Shatner & Nimoy. Kirk & Spock. Bill & Leonard. Two veteran actors now in their eighties chatting informally about their careers and the glory days of STAR TREK. Shatner is, as always, an irrepressible force of nature unlike the more reserved Nimoy, yet both are resolutely on the same page regarding critics and some oft-repeated rumours of in-fighting and scene-stealing, not to mention pay disputes, budget cuts and off-stage relationships. The boys want to set the record straight.

And, in a way, they do. It's certainly no secret that James Doohan, who played Scotty, disliked Shatner intensely for the cavalier way he would treat his co-stars, displaying little regard for their feelings and often muscling in on their limelight. Nimoy, on the other hand, may have been far more diplomatic in how he behaved but he was nonetheless a ferocious negotiator and fiercely protective of the Spock character. Both men conclude that since they were the stars who carried the show then what they did was only fair and right.

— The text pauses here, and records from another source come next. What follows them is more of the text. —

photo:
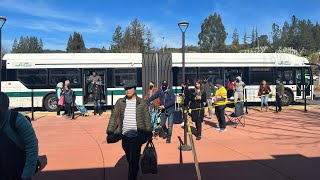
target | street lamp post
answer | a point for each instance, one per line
(183, 27)
(163, 45)
(3, 20)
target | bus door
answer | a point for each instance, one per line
(299, 83)
(230, 74)
(87, 85)
(303, 77)
(308, 82)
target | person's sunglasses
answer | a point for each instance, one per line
(128, 88)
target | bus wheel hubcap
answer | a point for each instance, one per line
(52, 103)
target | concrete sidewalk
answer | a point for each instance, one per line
(272, 145)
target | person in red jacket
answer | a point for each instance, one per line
(263, 93)
(153, 105)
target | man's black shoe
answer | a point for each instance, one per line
(164, 136)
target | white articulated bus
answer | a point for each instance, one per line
(24, 73)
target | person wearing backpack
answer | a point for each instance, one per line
(60, 98)
(130, 122)
(97, 94)
(19, 144)
(167, 102)
(209, 88)
(238, 89)
(69, 99)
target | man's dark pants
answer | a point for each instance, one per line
(132, 148)
(278, 103)
(219, 110)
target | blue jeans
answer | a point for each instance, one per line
(96, 103)
(153, 113)
(264, 101)
(164, 117)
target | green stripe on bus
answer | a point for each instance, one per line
(121, 92)
(78, 93)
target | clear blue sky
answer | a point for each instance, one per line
(96, 20)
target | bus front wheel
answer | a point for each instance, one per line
(287, 98)
(50, 103)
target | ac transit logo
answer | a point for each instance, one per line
(23, 64)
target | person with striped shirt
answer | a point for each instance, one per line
(134, 121)
(220, 101)
(18, 144)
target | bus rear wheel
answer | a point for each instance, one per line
(287, 98)
(50, 103)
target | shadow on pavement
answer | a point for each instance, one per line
(293, 166)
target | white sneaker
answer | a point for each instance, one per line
(182, 124)
(223, 129)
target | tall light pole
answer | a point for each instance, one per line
(3, 20)
(163, 45)
(183, 25)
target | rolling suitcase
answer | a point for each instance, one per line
(177, 114)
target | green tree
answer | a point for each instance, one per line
(3, 51)
(104, 50)
(235, 38)
(213, 35)
(285, 34)
(27, 45)
(116, 40)
(148, 41)
(245, 37)
(316, 36)
(15, 46)
(257, 40)
(137, 32)
(76, 43)
(40, 46)
(263, 40)
(276, 36)
(253, 38)
(293, 33)
(126, 46)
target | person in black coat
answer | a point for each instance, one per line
(198, 99)
(97, 94)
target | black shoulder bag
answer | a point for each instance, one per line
(117, 135)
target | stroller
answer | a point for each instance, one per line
(237, 117)
(83, 110)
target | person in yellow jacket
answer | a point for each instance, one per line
(220, 100)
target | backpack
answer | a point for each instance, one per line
(149, 159)
(12, 121)
(230, 85)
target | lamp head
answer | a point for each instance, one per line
(3, 19)
(183, 25)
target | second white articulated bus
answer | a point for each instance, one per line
(22, 73)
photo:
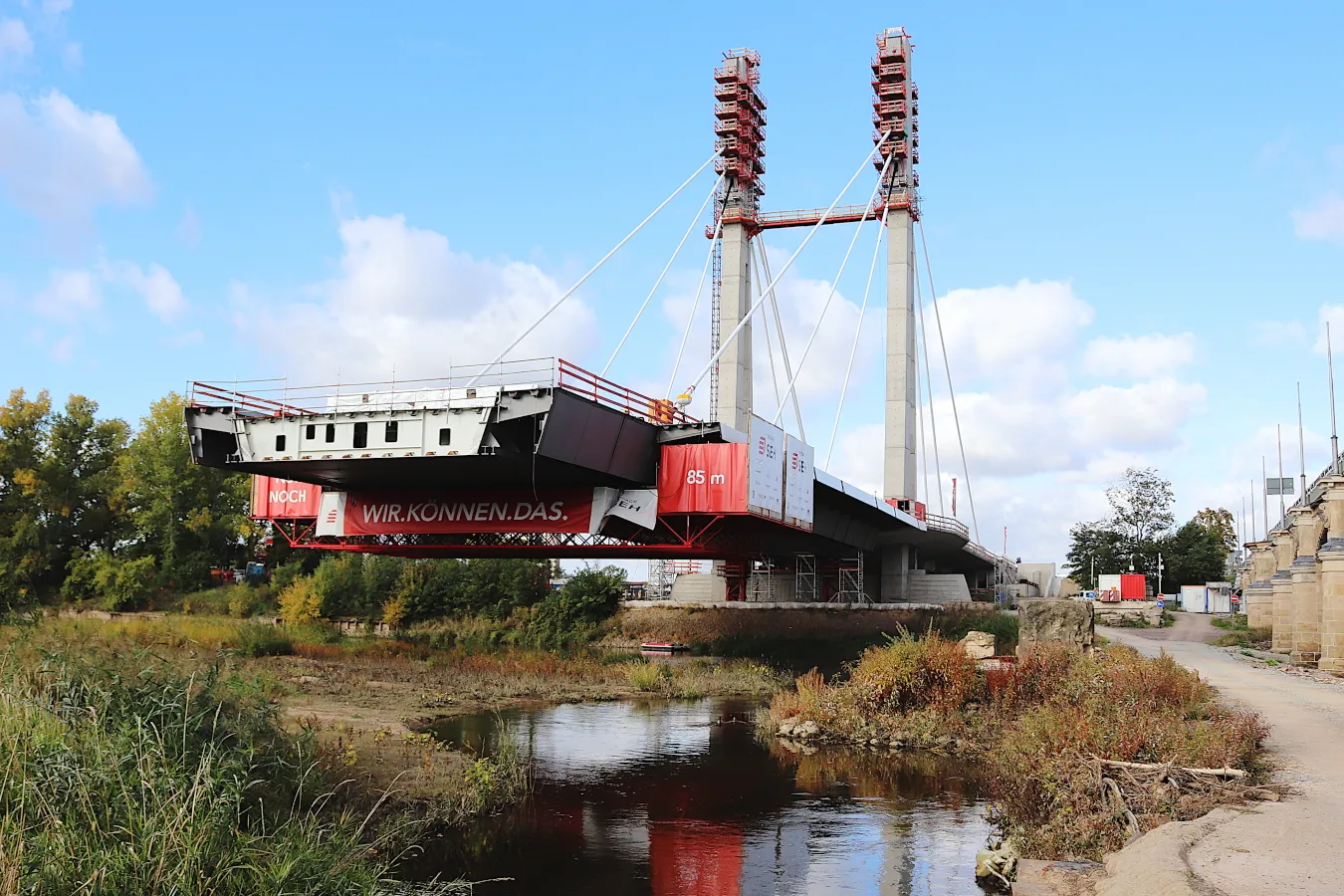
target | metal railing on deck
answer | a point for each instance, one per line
(947, 524)
(277, 398)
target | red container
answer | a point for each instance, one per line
(1133, 585)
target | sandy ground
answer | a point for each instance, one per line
(1292, 846)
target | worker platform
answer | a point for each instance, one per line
(545, 460)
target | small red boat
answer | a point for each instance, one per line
(663, 646)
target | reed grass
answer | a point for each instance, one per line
(119, 776)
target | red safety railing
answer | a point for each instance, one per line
(948, 524)
(590, 385)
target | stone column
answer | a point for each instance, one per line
(1332, 576)
(1281, 584)
(1258, 594)
(1306, 595)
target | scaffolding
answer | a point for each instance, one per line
(805, 577)
(761, 581)
(851, 581)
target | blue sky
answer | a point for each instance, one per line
(1135, 212)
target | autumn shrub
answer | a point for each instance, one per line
(300, 603)
(1062, 714)
(911, 673)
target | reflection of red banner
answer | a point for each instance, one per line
(695, 858)
(703, 479)
(448, 512)
(284, 500)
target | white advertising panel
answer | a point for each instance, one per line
(765, 469)
(798, 481)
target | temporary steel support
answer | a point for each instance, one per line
(851, 581)
(805, 577)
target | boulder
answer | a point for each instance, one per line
(979, 645)
(1068, 622)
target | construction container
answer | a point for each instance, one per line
(1194, 598)
(1133, 585)
(1218, 596)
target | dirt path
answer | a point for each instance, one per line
(1189, 626)
(1292, 846)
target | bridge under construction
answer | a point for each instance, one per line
(542, 458)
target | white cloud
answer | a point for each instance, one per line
(1040, 443)
(15, 42)
(1139, 356)
(70, 295)
(160, 291)
(1010, 334)
(58, 161)
(1323, 220)
(73, 295)
(403, 300)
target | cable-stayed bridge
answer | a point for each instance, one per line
(542, 458)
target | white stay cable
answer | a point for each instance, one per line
(765, 326)
(952, 395)
(835, 284)
(857, 331)
(591, 270)
(699, 291)
(665, 269)
(779, 328)
(933, 418)
(786, 265)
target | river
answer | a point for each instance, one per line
(679, 798)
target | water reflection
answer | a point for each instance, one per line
(678, 798)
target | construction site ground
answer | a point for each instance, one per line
(1287, 846)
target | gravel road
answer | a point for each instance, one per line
(1290, 846)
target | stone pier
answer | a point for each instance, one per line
(1281, 584)
(1331, 557)
(1256, 590)
(1306, 596)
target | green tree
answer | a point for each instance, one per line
(1141, 508)
(1195, 554)
(24, 559)
(188, 518)
(78, 481)
(570, 614)
(1094, 550)
(1220, 522)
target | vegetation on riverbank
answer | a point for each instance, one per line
(1040, 727)
(1240, 634)
(125, 774)
(801, 638)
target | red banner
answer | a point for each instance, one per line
(284, 499)
(449, 512)
(703, 479)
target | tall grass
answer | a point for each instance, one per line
(1041, 727)
(119, 776)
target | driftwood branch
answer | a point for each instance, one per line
(1164, 766)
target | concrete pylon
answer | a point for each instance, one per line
(1281, 584)
(1331, 557)
(734, 404)
(1306, 598)
(898, 468)
(1258, 594)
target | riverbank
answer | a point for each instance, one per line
(368, 702)
(1286, 846)
(125, 774)
(1044, 730)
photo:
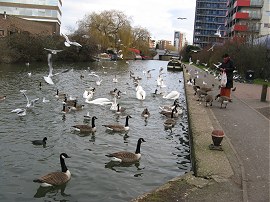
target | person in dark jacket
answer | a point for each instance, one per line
(228, 67)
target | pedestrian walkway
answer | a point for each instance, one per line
(241, 171)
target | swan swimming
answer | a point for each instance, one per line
(172, 95)
(99, 101)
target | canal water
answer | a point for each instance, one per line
(165, 154)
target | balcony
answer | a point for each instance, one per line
(241, 15)
(240, 28)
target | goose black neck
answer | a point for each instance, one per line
(63, 164)
(93, 122)
(138, 148)
(127, 121)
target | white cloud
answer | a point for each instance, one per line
(159, 17)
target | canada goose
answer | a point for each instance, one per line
(39, 142)
(3, 97)
(208, 100)
(87, 128)
(223, 100)
(120, 109)
(145, 113)
(56, 178)
(118, 127)
(76, 107)
(65, 109)
(127, 157)
(170, 122)
(60, 95)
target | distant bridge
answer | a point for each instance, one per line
(165, 55)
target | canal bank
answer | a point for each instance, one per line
(217, 175)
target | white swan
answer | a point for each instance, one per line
(99, 101)
(172, 95)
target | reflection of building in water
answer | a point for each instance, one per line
(46, 12)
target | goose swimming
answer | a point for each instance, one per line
(86, 128)
(118, 127)
(56, 178)
(127, 157)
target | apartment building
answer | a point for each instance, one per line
(209, 22)
(179, 40)
(46, 12)
(247, 19)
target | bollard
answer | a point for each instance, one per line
(264, 92)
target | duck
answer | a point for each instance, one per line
(39, 142)
(172, 95)
(65, 108)
(69, 102)
(87, 128)
(120, 109)
(127, 157)
(145, 113)
(118, 127)
(3, 97)
(140, 94)
(224, 100)
(56, 178)
(99, 101)
(169, 107)
(60, 95)
(169, 114)
(76, 107)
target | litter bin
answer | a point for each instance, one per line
(250, 75)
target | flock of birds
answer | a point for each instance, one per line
(170, 112)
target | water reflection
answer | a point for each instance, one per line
(52, 191)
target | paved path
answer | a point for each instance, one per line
(245, 122)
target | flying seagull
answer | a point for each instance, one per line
(53, 51)
(68, 43)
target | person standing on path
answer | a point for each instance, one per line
(227, 66)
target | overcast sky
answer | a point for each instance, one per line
(159, 17)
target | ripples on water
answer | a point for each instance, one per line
(164, 154)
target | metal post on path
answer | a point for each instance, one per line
(264, 92)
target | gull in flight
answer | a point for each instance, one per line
(53, 51)
(29, 103)
(68, 43)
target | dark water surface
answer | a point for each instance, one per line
(164, 154)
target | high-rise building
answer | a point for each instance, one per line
(209, 22)
(247, 19)
(43, 11)
(179, 40)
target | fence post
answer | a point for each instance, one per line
(264, 92)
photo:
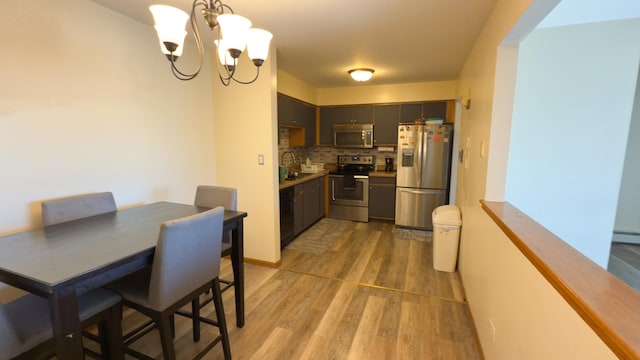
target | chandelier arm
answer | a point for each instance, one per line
(196, 34)
(248, 82)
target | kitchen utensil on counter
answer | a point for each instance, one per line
(284, 173)
(388, 164)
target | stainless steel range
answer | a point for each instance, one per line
(349, 187)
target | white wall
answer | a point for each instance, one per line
(628, 213)
(531, 320)
(574, 98)
(370, 94)
(89, 104)
(246, 126)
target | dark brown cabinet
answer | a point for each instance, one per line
(300, 118)
(384, 117)
(304, 205)
(352, 114)
(382, 197)
(385, 128)
(411, 112)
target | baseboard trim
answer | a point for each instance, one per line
(626, 237)
(274, 265)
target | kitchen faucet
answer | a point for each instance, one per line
(293, 157)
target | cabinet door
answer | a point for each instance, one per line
(326, 124)
(321, 196)
(410, 112)
(309, 124)
(311, 194)
(298, 209)
(385, 131)
(382, 198)
(435, 109)
(354, 114)
(286, 111)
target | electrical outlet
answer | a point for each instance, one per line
(467, 148)
(492, 330)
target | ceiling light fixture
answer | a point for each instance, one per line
(234, 34)
(361, 74)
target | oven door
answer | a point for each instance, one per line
(347, 192)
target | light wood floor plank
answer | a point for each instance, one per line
(369, 295)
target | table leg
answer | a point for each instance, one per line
(237, 252)
(65, 321)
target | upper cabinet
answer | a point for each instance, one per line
(300, 118)
(385, 128)
(350, 114)
(411, 112)
(384, 117)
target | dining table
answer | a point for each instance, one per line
(60, 262)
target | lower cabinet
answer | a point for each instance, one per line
(305, 207)
(382, 197)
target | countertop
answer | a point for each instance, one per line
(383, 174)
(302, 179)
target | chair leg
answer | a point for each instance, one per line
(222, 322)
(195, 319)
(111, 333)
(166, 336)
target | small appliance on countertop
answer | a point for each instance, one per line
(388, 164)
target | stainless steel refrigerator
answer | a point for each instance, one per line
(424, 164)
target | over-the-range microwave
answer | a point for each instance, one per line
(353, 135)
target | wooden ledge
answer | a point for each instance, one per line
(609, 306)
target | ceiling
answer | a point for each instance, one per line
(319, 41)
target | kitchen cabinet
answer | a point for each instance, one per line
(410, 112)
(385, 128)
(351, 114)
(299, 118)
(298, 209)
(313, 194)
(301, 206)
(382, 197)
(287, 230)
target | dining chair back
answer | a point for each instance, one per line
(182, 269)
(25, 325)
(181, 262)
(77, 207)
(211, 196)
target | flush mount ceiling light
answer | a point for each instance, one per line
(234, 35)
(361, 74)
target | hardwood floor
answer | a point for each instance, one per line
(369, 294)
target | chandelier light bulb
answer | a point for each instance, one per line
(234, 35)
(170, 25)
(361, 74)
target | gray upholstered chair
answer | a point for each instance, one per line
(25, 325)
(182, 270)
(212, 196)
(77, 207)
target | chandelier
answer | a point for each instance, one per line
(234, 35)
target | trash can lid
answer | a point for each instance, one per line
(446, 215)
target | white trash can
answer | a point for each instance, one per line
(446, 236)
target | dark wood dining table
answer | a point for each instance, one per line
(62, 261)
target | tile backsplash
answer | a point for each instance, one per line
(325, 154)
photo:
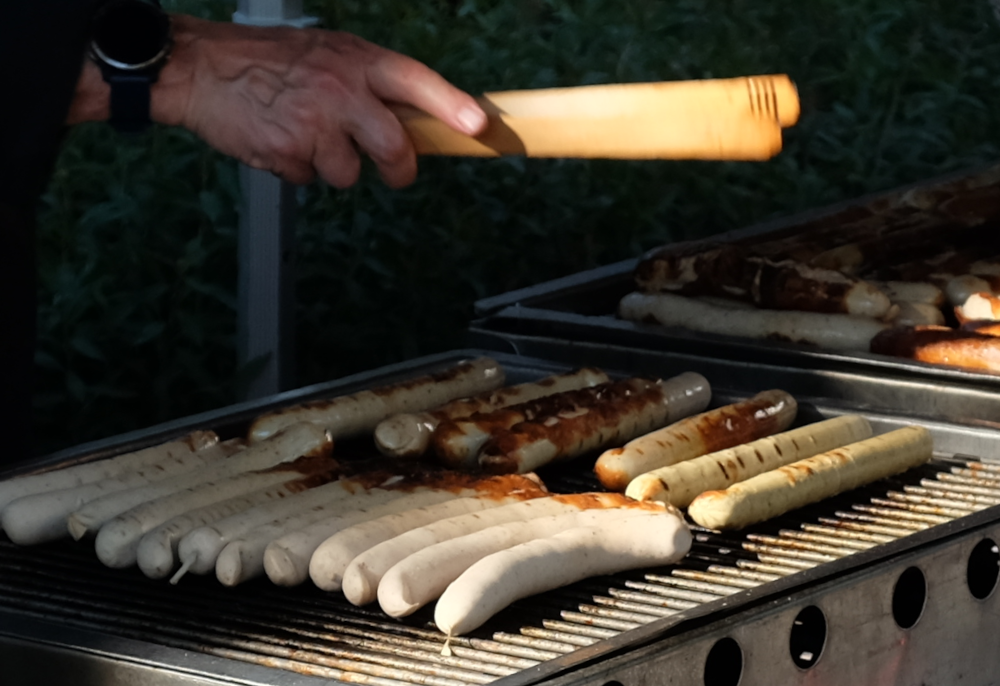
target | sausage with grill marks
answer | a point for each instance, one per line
(812, 479)
(940, 345)
(458, 443)
(620, 411)
(409, 435)
(839, 331)
(680, 483)
(361, 412)
(778, 285)
(764, 414)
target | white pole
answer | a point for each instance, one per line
(266, 288)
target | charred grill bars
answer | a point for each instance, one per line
(726, 614)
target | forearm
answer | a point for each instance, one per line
(297, 102)
(168, 96)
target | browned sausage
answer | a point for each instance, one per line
(940, 345)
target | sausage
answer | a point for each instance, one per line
(296, 441)
(117, 541)
(41, 517)
(90, 472)
(409, 435)
(199, 550)
(728, 271)
(916, 314)
(361, 412)
(988, 327)
(940, 345)
(157, 552)
(290, 557)
(764, 414)
(813, 479)
(838, 331)
(329, 563)
(369, 568)
(959, 288)
(680, 483)
(979, 306)
(421, 578)
(494, 582)
(293, 540)
(457, 443)
(623, 410)
(911, 291)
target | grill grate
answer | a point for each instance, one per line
(321, 635)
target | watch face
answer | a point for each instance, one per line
(130, 34)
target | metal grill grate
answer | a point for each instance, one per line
(319, 634)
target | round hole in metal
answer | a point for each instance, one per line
(808, 636)
(983, 569)
(908, 598)
(724, 664)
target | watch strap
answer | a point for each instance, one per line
(129, 100)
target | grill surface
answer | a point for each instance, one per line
(582, 306)
(315, 634)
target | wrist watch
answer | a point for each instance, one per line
(130, 41)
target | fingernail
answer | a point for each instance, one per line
(471, 119)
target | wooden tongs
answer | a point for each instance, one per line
(720, 119)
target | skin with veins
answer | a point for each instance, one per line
(297, 102)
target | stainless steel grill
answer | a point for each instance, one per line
(61, 597)
(582, 306)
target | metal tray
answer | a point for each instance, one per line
(63, 618)
(582, 306)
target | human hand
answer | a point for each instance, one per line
(296, 102)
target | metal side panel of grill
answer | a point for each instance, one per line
(66, 619)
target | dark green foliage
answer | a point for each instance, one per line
(138, 254)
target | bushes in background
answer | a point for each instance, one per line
(137, 237)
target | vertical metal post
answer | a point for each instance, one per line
(265, 292)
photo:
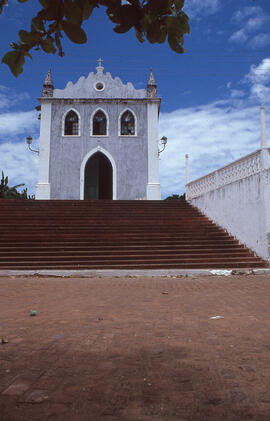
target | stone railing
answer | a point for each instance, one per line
(237, 170)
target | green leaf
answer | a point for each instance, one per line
(37, 25)
(45, 3)
(87, 9)
(139, 35)
(159, 7)
(73, 13)
(52, 12)
(15, 61)
(74, 32)
(29, 37)
(154, 32)
(48, 45)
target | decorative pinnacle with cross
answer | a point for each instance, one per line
(100, 62)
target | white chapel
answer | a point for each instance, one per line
(99, 139)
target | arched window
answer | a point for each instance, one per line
(99, 124)
(71, 124)
(127, 124)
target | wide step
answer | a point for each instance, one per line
(72, 235)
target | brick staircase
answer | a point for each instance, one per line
(114, 235)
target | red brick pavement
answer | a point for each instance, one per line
(135, 349)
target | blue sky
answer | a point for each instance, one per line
(210, 95)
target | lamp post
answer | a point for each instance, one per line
(164, 141)
(29, 143)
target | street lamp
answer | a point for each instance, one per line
(29, 143)
(163, 141)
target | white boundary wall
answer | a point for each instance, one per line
(237, 197)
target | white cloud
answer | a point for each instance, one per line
(18, 122)
(236, 93)
(239, 36)
(258, 78)
(212, 135)
(245, 12)
(198, 8)
(260, 41)
(8, 98)
(251, 20)
(19, 164)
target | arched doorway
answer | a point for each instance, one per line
(98, 177)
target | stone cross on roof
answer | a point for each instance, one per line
(100, 68)
(100, 62)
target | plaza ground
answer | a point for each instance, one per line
(135, 348)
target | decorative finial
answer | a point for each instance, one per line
(151, 86)
(48, 87)
(100, 62)
(100, 68)
(151, 78)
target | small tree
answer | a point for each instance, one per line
(7, 192)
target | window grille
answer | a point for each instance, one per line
(99, 124)
(72, 124)
(127, 124)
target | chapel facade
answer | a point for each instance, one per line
(99, 140)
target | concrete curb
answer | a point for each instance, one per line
(136, 273)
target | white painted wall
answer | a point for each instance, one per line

MIND MELD is, as one old Vulcan might say, a fascinating insight into the actor's ego and includes some frank admissions of very human failings and tragedies - Nimoy's alcholism, the loss of Shatner's wife in a swimming pool accident and the ups and downs associated with being forever typecast as Starfleet's finest. There are some sweet reminiscences about DeForest Kelley (the actor who played Dr McCoy, a kind and gentle soul both in space and in real life) who completed the Kirk/Spock/McCoy 'trinity' to perfection - a unique balance of characters never bettered in any of the spinoff shows. Tribute is also paid to creator/producer GENE RODDENBERRY.

Not absolutely essential and probably not to every fan's taste, MIND MELD is still worth having if you want to see another side to two living legends (and longtime buddies), laughing, joking and riffing on about phasers and Orion Slave Women and nerve pinches and Hortas and IDIC and all the rest of the stuff that went up to make the finest science-fiction show on tv. Ever.